Stefan Bellof, Niki Lauda, Jacky
Ickx. Lancia Martini, Ferrari, Porsche. Ma anche furgoni, station wagon, camper;
motociclisti da enduro, ragionieri con famiglia e cane, turisti di passaggio:
con soli ventisette euro chiunque, su qualunque vettura, può calcare il sacro
suolo per un giro. Non solo: può farlo per due anni dall’emissione, qualora,
per qualunque motivo indipendente dalla sua volontà, non riesca a girare sul
Ring al primo tentativo. Questa è la più perfetta soluzione che coniuga
efficienza e passione che poteva essere realizzata da un popolo celebre non solo per la propria
affidabilità, ma anche per aver “inventato” il Romanticismo.

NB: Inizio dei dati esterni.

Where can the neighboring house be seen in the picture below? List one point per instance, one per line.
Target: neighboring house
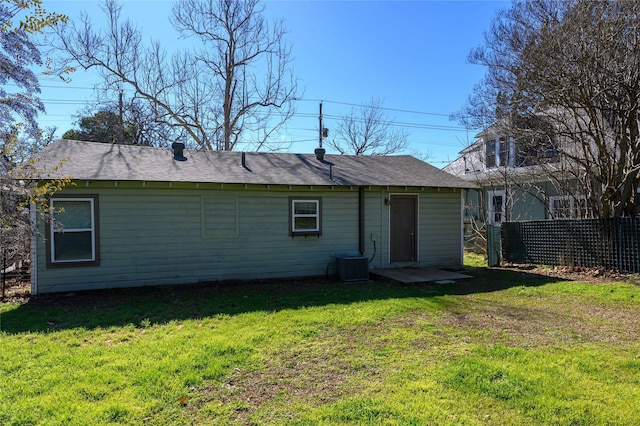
(518, 180)
(138, 216)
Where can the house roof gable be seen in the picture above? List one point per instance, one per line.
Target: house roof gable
(110, 162)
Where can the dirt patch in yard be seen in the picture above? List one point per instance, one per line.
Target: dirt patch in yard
(16, 290)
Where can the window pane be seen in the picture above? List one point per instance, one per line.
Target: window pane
(502, 154)
(72, 246)
(305, 207)
(497, 208)
(305, 224)
(73, 214)
(491, 153)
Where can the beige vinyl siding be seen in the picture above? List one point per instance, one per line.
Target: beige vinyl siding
(440, 229)
(155, 237)
(161, 234)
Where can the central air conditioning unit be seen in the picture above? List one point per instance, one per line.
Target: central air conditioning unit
(353, 267)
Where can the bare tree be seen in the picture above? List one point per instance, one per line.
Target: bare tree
(368, 131)
(20, 134)
(233, 84)
(575, 63)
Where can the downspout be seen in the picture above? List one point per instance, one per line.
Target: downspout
(361, 219)
(34, 252)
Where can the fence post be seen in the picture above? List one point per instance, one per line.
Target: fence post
(494, 252)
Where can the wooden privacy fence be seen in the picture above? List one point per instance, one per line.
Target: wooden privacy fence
(594, 243)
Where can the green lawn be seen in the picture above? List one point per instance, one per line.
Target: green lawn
(507, 347)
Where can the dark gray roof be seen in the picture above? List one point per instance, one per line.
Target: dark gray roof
(109, 162)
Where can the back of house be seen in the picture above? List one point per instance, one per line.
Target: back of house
(141, 216)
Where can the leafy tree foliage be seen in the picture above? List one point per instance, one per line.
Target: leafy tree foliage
(103, 126)
(368, 131)
(577, 64)
(20, 135)
(233, 83)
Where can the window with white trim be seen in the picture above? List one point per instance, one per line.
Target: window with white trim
(568, 207)
(497, 152)
(305, 215)
(73, 231)
(496, 207)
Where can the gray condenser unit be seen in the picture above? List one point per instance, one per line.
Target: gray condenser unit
(353, 267)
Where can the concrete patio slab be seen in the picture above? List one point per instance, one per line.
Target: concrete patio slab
(418, 275)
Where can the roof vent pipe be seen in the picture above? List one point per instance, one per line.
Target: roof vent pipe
(178, 151)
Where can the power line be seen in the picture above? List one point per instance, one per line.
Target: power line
(377, 107)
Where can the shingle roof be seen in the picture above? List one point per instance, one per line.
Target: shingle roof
(109, 162)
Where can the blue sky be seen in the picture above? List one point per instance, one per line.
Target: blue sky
(412, 55)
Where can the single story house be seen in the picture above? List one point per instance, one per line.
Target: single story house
(142, 216)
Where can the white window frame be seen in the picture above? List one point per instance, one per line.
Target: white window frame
(53, 231)
(317, 215)
(498, 161)
(490, 207)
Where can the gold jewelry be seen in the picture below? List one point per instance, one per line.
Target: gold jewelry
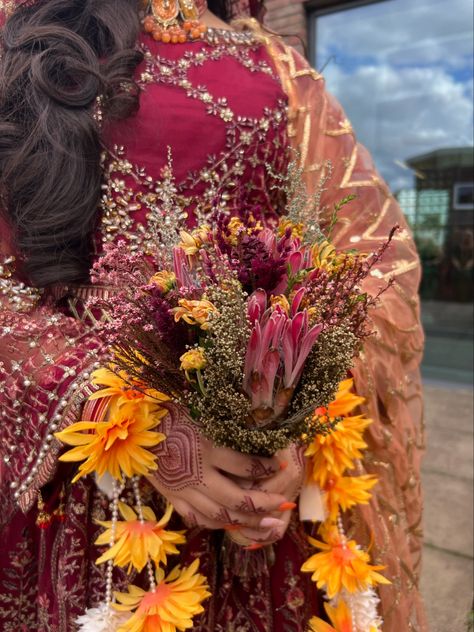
(175, 21)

Nessuna ragione economicamente
valida o sensata che fosse può essere giustificata per aver privato la Germania
- e il suo folto e competente popolo di
appassionati - di una gara del
Campionato di Formula Uno, avendo a disposizione luoghi come il Nürburgring
o l’Hockenheimring, depennandola dal calendario con la stessa grazia che si usa
in un furto con destrezza notturno.
Il ciuffo, il piglio e il talento
sono sempre quelli. C’è sempre una Porsche da guidare per mille chilometri, ma
stavolta si affronta una gara all’Università: è il 1985 e il circuito di
Spa-Francorchamps attende Stefan Bellof carico di promesse. Come spesso accade
nelle belle e tristi storie di temerari che cavalcano destrieri di metallo su
nastri d’asfalto boscosi, la fine è amara e dolorosa. I racers, però, non
muoiono mai, così Spa rese Stefan Bellof immortale e il Ring una leggenda.

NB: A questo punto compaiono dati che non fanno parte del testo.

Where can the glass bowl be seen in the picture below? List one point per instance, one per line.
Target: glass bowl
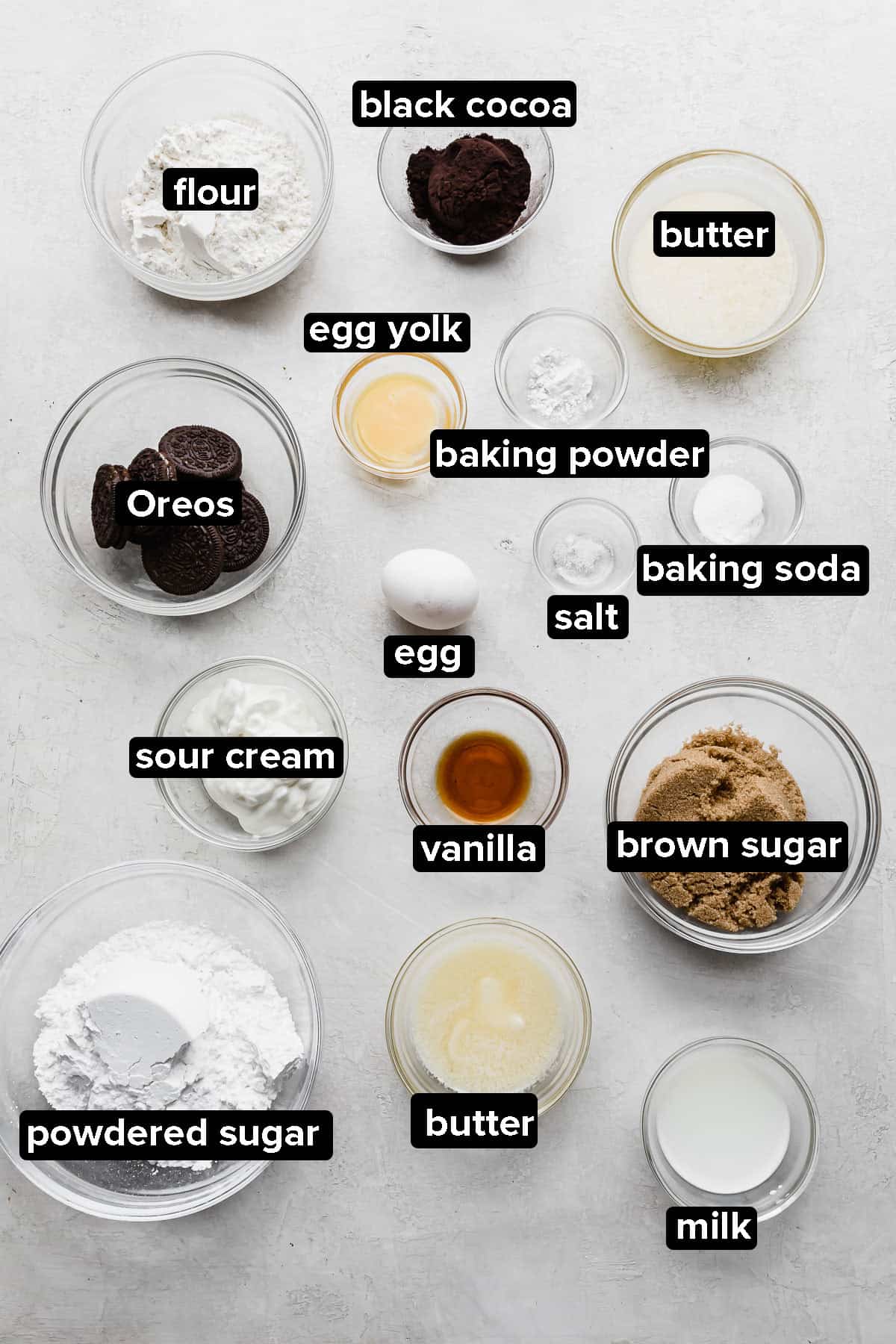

L’Eifel, regione tedesca in cui
ha sede il Nürburgring,
disterà una sessantina di chilometri o poco meno dalle Ardenne, provincia belga
in cui si trova il circuito di Spa. Sinuoso e attraente come il suo “collega”
tedesco, il tracciato belga si nasconde in una foresta solenne che, in
occasione delle competizioni ufficiali, si riempie e si colora di appassionati
e tifosi. Chi mette piede a Spa per la prima volta non lo dimentica più.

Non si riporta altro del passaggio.